The way that people responded to Sarandon was just as eye-opening for Davis.
"[It was received by our director, Ridley Scott, and producers] as completely normal, which was also stunning to me. The way I was raised was to be extremely polite, to a fault. I up was sort of trained not to ask for things and not to be any trouble to anybody, but she obviously wasn't (laughs)," said Davis, who was raised in Massachusetts. "So she just said things the way she wanted to say them, like, 'Let's cut this line,' or 'Let's do it this way,' or 'This is what I would like to do.' There wasn't any reaction whatsoever from anybody of, like, 'Wow!,' partly because she didn't present herself as combative. She was always just like, 'This is what I want,' and 'This is what I think.'"
It was an experience that Davis wouldn't have had, had she not been persistent.
"I had read the script for Thelma & Louise after it had already been cast. I thought, 'Oh my God! This is the best script I've ever read. I wish I could be in it.' I ended up having a year-long pursuit for the role, because Ridley Scott was only the producer at that time, and different directors and different pairings of Thelmas and Louises were coming together and falling apart. For a year, my agent called at least once a week to say, 'Just so you know, Geena is still available. She's still interested.' Then when [Scott] decided he was going to direct it, he immediately said, 'Yes. OK sure, I'll meet with her,' and I convinced him somehow or another."

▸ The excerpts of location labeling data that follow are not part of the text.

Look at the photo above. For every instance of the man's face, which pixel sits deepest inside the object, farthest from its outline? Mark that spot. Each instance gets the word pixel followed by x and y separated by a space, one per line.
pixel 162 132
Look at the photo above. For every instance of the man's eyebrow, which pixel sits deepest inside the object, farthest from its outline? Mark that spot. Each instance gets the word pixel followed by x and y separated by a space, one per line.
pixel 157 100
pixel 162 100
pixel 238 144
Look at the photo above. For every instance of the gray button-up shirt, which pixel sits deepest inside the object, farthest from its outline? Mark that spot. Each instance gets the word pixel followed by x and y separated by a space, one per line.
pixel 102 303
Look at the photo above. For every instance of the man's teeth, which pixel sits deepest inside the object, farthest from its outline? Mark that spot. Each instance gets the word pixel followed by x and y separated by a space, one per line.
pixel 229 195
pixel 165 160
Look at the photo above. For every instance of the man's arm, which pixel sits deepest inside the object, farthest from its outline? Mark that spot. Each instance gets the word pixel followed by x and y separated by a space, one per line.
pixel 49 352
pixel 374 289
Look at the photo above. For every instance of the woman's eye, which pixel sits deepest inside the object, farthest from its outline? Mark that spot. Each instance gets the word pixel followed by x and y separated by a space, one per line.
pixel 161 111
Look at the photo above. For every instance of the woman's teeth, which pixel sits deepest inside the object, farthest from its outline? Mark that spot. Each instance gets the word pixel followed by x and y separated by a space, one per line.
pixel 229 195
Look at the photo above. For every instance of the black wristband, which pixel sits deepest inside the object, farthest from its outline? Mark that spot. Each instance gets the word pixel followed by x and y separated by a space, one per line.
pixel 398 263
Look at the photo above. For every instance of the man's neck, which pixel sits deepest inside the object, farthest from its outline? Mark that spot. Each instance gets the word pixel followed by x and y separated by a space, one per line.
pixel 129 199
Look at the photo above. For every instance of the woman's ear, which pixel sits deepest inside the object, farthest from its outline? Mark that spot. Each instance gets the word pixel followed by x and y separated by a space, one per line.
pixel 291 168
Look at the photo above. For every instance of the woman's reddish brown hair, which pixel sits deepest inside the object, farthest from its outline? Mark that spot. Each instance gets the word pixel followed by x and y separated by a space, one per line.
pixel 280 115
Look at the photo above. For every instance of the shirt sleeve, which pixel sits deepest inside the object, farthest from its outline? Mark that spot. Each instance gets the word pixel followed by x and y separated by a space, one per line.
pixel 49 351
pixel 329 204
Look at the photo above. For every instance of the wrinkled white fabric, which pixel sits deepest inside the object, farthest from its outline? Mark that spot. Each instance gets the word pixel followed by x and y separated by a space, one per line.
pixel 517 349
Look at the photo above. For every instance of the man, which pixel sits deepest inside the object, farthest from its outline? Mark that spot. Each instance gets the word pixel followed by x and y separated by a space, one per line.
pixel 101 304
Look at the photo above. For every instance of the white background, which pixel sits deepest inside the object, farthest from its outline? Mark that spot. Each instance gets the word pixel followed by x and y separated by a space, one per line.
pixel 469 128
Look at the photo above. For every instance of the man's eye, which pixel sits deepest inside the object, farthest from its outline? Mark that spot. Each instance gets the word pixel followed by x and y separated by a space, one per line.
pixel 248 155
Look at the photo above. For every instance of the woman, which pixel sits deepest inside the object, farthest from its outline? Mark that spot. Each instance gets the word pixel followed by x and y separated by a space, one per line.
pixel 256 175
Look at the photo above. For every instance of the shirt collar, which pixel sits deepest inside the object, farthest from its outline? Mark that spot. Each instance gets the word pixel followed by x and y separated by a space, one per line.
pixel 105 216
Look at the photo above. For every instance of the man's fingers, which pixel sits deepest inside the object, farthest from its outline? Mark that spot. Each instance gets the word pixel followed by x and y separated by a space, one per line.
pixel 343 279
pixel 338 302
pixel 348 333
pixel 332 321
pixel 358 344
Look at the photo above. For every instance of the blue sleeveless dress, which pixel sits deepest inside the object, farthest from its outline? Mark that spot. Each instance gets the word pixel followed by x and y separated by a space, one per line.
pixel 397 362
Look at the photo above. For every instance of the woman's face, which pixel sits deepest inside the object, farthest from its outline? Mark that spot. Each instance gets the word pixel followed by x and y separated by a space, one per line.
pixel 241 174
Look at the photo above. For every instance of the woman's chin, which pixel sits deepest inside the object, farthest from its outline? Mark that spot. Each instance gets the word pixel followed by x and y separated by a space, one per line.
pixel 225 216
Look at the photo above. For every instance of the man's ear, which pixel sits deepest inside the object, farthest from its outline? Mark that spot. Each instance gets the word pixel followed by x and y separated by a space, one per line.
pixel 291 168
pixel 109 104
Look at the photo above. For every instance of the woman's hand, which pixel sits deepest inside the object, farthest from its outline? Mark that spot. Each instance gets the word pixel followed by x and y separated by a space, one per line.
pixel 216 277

The production also cast an up and coming actor named Brad Pitt, whose credits up until then had been limited to a couple of episodes of Growing Pains and Another World, a few on Dallas and a handful of other shows and movies.
"They then cast Brad Pitt to be my sort of... love interest, and it wasn't actually because he was younger. They didn't purposely try to cast someone younger than me," Davis said. "He just gave the best audition and he was the best choice. But I thought that was pretty cool. He's only, like, seven years younger than me, but I thought that was quite cool that they did that."
Davis, who founded the Geena Davis Institute on Gender in Media in 2004, noted that most often a younger woman is cast alongside an older — often much more than seven years older — leading man. It's something she's struggled with as an actress.
"It's very strange and so prevalent," the 65-year-old said about ageism in Hollywood. "A certain male actor that was making a movie said that I was too old to be his romantic interest, and I was 20 years younger than him. You know what it is? Women peak in their 20s and 30s, and men peak in their 40s and 50s, as far as actors go. So the male stars of the movies want to appear to be younger than they are, or they want to appeal to younger people, so they always want a co-star who is really young. That is why that happens and that is why women don't get cast very much after 40 and 50. It is because they are felt to be too old to be a romantic interest."
Despite bucking the entertainment industry's unofficial casting rules Thelma & Louise was, of course, a runaway success. It pushed past the $45-million mark at the box office — nearly three times its budget, according to Box Office Mojo — and garnered dozens of awards and nominations. Both Davis and Sarandon were nominated for Oscars. (They lost to Jodie Foster in The Silence of the Lambs.)